The Global as method:
Ethnographic Scales in the 21st century
SEG Jahrestagung
Colloque Annuel de la SSE
Annual Meeting of the SAA
Geneva, November 8-9, 2019
The global has become a truism permeating most of current anthropological research: ‘it’ denotes a spatial dimension – the global South or North; it can serve to gauge the pulse of the world – global crisis and inequalities; and has increasingly come to define the terms of our own epistemic engagements – global health, global capitalism, global governance, etc. Despite its self-evident facticity, how exactly does one critically approach the global? Or, more to the point, how does one research the global as method and across scales, temporalities, from the local to the planetary? How do we grapple with the global as contingent, ever changing processes that are continually reimagined, contested, differently appropriated and reconfigured? As an object of study, it poses challenges for anthropologists always attentive to how people narrate and experience in everyday life their membership in or exclusion from global connections. If globalisation is traceable across multiple phenomena and movements – people, objects, ideas, texts, images, labour regimes, ecologies, technologies or emergent social, political and economic forms – we propose to think through how the global is mobilised and challenged in the practice of ethnography. Whether at home or abroad, inside or outside, in the center or its periphery, we seek to examine the making of scales – spatial and temporal – as an analytic, methodological and epistemological endeavor.

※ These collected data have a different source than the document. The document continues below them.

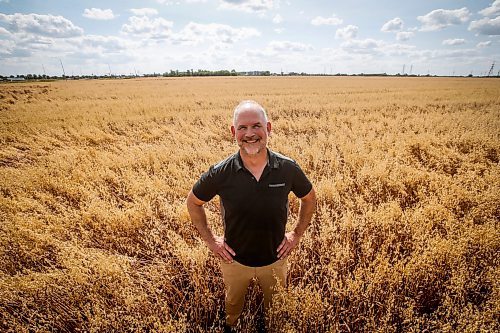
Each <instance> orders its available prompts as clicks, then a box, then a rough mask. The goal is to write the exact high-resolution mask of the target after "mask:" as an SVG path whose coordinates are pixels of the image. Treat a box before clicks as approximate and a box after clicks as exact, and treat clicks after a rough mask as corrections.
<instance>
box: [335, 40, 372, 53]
mask: <svg viewBox="0 0 500 333" xmlns="http://www.w3.org/2000/svg"><path fill="white" fill-rule="evenodd" d="M381 45H382V42H381V41H377V40H375V39H371V38H368V39H363V40H356V39H351V40H347V41H345V42H343V43H342V44H341V45H340V46H341V47H342V48H343V49H347V50H351V51H356V52H360V53H367V52H369V53H371V52H372V51H373V50H375V49H377V48H378V47H380V46H381Z"/></svg>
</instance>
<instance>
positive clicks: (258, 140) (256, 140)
mask: <svg viewBox="0 0 500 333" xmlns="http://www.w3.org/2000/svg"><path fill="white" fill-rule="evenodd" d="M259 140H260V139H253V140H243V142H245V143H257V142H259Z"/></svg>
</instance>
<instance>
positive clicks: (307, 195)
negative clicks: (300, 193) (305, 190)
mask: <svg viewBox="0 0 500 333" xmlns="http://www.w3.org/2000/svg"><path fill="white" fill-rule="evenodd" d="M300 201H301V202H302V203H303V204H309V205H316V192H315V191H314V188H312V189H311V190H310V191H309V193H307V194H306V195H305V196H303V197H302V198H300Z"/></svg>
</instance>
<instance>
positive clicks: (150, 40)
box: [0, 0, 500, 76]
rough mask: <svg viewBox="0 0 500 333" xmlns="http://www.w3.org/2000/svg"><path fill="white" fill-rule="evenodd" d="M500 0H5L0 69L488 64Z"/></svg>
mask: <svg viewBox="0 0 500 333" xmlns="http://www.w3.org/2000/svg"><path fill="white" fill-rule="evenodd" d="M494 61H495V69H494V73H495V74H496V73H498V71H499V70H500V0H484V1H483V0H468V1H465V0H411V1H405V0H377V1H373V0H351V1H340V0H339V1H337V0H331V1H326V0H317V1H315V0H309V1H306V0H304V1H293V0H289V1H285V0H178V1H175V0H172V1H170V0H142V1H134V0H120V1H108V0H100V1H96V0H88V1H86V0H83V1H72V0H64V1H61V0H38V1H29V0H0V75H4V76H5V75H21V74H44V73H45V74H47V75H62V66H61V64H62V65H63V66H64V70H65V73H66V75H91V74H94V75H106V74H109V73H111V74H113V75H119V74H126V75H127V74H132V73H138V74H146V73H153V72H156V73H163V72H169V71H170V70H179V71H186V70H188V69H194V70H195V71H196V70H198V69H205V70H220V69H226V70H232V69H234V70H236V71H238V72H239V71H261V70H268V71H271V72H275V73H280V72H284V73H289V72H299V73H300V72H306V73H317V74H335V73H346V74H358V73H387V74H397V73H406V74H420V75H426V74H431V75H468V74H471V73H472V74H473V75H485V74H487V73H488V71H489V69H490V67H491V65H492V63H493V62H494Z"/></svg>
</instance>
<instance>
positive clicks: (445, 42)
mask: <svg viewBox="0 0 500 333" xmlns="http://www.w3.org/2000/svg"><path fill="white" fill-rule="evenodd" d="M462 44H465V39H463V38H455V39H445V40H443V45H452V46H454V45H462Z"/></svg>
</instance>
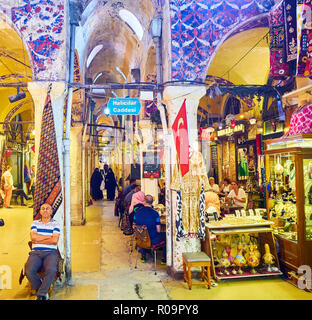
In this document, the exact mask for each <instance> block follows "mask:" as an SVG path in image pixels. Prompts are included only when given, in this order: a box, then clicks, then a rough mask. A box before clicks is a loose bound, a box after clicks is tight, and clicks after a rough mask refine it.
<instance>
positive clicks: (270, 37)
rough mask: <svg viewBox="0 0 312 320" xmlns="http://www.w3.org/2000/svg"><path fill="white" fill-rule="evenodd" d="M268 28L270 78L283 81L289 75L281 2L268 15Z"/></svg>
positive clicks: (284, 30) (289, 71) (282, 11)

The Global as Method conference invites us to engage the promises and challenges of researching and bridging conventional North/South, local/global and disciplinary divides. Through the formulation of original research agendas and methodologies, the conference aims to take stock of the momentous transformations that became manifest in the final decades of the 20th century; simultaneously, it looks ahead to imagine how the global as method may chart new directions for anthropology in the opening decades of the 21st century.